Je traduis pour ceux qui ne comprennent pas le langage scientifique :

"En rapprochant les divers comportements de dépendance à un objet externe, sans tenir compte de cet objet, on trouve des points communs qui sont : un comportement similaire de dépendance ; l'importance d'un objet externe faute de pouvoir compenser l'insatisfaction de manière interne."

Là, moi je dis : "bravo les psychologues !" Il était certainement nécessaire d'impulser le plan gouvernemental 1999-2002 et la MILDT pour arriver à cette brillante tautologie.

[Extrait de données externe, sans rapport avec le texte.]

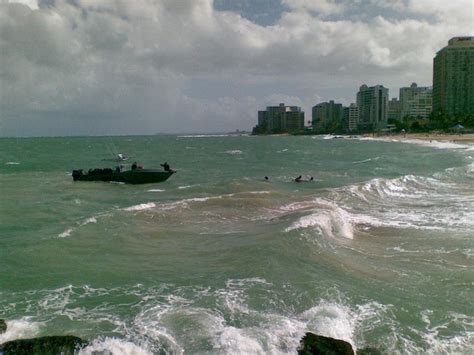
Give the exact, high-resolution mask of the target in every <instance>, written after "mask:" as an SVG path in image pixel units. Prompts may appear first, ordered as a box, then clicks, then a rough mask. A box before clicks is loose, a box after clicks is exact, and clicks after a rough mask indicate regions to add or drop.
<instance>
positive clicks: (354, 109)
mask: <svg viewBox="0 0 474 355" xmlns="http://www.w3.org/2000/svg"><path fill="white" fill-rule="evenodd" d="M358 123H359V107H358V106H357V105H356V104H355V103H352V104H350V106H349V127H348V128H349V131H353V130H355V129H357V124H358Z"/></svg>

On apprend quand même que le problème est parfois lié à une carence affective initiale dans le milieu familial (ce qui me semble assez exact).

Anonyme a dit…

Le professeur Vénisse est pire que psychologue, il est psychiatre. Pendant les années où je l'ai consulté sans trouver en moi le levier durable pour faire bouger ma représentation du monde, ce dont je ne manquais point de me morigéner, j'étais partagé entre la gratitude - on avait des discussions à large spectre et les consultations étaient remboursées par la Sécu - et le refus tripal d'accepter son attitude de Cyrulnik des courants froids - je lui reprochais d'avoir autant de chaleur qu'un poisson mort. Jusqu'à ce qu'on bosse ensemble sur cette carence affective initiale, et que je pige qu'il n'avait guère moyen de bosser autrement avec des dépendants, avec lesquels, il faut bien se l'avouer, il y a souvent de quoi se la mordre ;-)
dis donc, le test des lettres, ça marche une fois sur deux !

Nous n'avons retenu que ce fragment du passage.